FRANKFURT (Reuters) - Axel Springer is considering restructuring options including splitting its fast-growing digital classified advertising business from its content operation in a bid to enhance shareholder returns, CEO Mathias Doepfner said.
The German publisher is looking to the precedent set by Norwegian media group Schibsted, which plans to spin off and list its classified ads business to enable it to grow through mergers and acquisitions.
Addressing an investor presentation in London on Wednesday, Doepfner referred directly to Schibsted and said: “We are constantly evaluating and discussing structural issues.”
Management was also examining alternatives to unlock value and growth, and would act in the interest of shareholders.
A Springer spokeswoman said later that no decisions had yet been taken.
“There are a number of structural options that we are discussing. There are no new developments and no decisions have been taken,” the spokeswoman said.
Springer’s digital classifieds business, which includes jobs site Stepstone, real estate and other properties, is growing faster than its news operation, where its top bet is millennial-focused news outlet Business Insider.

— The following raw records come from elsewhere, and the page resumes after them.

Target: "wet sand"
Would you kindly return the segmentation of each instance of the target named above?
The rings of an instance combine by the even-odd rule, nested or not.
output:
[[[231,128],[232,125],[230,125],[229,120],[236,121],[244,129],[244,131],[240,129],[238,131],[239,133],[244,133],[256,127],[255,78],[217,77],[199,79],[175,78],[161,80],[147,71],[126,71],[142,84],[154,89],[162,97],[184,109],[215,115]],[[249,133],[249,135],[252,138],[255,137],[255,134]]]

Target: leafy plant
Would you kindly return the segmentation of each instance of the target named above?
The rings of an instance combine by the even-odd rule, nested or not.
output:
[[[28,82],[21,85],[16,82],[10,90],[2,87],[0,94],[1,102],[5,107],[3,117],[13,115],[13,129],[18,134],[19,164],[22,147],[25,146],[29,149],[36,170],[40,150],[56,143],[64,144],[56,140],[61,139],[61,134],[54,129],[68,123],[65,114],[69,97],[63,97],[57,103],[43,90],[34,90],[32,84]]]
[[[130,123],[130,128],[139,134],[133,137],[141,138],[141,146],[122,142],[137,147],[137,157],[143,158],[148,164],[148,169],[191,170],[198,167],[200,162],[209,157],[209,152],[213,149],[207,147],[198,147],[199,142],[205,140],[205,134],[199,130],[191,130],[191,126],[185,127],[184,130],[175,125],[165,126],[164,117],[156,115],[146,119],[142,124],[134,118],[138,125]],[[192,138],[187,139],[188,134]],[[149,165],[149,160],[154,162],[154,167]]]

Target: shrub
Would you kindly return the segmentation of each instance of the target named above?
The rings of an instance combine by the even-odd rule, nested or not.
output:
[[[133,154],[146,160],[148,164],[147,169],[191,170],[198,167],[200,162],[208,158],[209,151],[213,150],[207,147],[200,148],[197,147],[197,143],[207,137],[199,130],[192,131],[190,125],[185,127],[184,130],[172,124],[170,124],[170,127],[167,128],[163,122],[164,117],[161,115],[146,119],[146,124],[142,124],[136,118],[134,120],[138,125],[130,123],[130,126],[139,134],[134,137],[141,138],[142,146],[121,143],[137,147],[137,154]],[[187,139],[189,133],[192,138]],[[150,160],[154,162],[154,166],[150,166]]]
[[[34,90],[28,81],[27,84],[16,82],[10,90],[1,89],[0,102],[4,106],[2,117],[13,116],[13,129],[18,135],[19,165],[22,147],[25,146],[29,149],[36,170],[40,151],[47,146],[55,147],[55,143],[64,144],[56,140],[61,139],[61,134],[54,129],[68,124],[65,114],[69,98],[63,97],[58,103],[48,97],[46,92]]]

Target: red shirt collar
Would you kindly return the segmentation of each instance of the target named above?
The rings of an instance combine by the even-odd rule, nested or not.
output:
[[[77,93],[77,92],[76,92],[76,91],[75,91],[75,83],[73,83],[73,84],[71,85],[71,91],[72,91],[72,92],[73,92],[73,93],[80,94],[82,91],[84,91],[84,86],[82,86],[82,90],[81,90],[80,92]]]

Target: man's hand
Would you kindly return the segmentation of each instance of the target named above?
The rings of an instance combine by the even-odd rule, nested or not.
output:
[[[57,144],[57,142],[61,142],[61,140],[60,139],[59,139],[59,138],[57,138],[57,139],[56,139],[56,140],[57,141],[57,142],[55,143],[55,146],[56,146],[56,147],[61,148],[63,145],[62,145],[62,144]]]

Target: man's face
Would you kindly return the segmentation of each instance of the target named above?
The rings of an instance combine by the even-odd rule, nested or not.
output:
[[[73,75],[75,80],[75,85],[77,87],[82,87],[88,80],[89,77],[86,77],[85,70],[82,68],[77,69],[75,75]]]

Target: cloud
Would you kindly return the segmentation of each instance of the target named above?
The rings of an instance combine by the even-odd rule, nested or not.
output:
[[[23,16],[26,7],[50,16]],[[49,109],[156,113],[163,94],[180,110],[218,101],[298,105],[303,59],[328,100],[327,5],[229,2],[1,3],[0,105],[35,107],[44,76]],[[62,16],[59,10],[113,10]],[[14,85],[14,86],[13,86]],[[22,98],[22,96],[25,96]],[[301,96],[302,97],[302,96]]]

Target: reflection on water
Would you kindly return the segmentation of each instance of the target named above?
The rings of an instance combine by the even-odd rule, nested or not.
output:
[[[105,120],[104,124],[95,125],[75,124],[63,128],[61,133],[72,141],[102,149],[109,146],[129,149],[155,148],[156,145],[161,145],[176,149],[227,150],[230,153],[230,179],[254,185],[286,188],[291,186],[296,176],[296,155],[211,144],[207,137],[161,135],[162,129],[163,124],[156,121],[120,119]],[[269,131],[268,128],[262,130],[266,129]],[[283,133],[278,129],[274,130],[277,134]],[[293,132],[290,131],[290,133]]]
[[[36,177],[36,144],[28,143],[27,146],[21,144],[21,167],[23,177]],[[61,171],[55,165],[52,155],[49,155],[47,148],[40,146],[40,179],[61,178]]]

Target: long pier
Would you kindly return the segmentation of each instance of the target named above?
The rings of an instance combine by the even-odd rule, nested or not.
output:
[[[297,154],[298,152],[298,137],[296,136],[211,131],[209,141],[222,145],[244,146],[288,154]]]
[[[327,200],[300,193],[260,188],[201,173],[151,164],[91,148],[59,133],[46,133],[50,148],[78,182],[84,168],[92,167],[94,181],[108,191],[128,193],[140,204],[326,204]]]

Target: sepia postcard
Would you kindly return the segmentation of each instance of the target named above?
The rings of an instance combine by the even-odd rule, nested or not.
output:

In the first nine months of 2018, earnings before interest, taxation, depreciation and amortization (EBITDA) in the digital classifieds business grew by 15 percent.
Their share of overall core earnings grew by 3 percentage points to 61 percent.
Doepfner said he expected revenues growth at digital classifieds of more than 10 percent over the next three years. Otherwise, the Berlin-based company reiterated the guidance it gave when it published third-quarter results.
Springer shares have fallen by 21 percent since peaking early this year and after a cautious outlook the company gave for its business.
Last month, however, it raised its forecast for earnings per share this year to the mid-single-digit percentage range after its digital classifieds business performed strongly in the third quarter.
The company trades at 13 times trailing earnings, according to Refinitiv data, putting it roughly in line with British peer Pearson.
Scout24, with which Springer competes in real estate ads, trades at a far higher price/earnings ratio of 30 while outdoor advertiser Stroeer, which is also ramping up its digital operations, trades on a multiple of 32.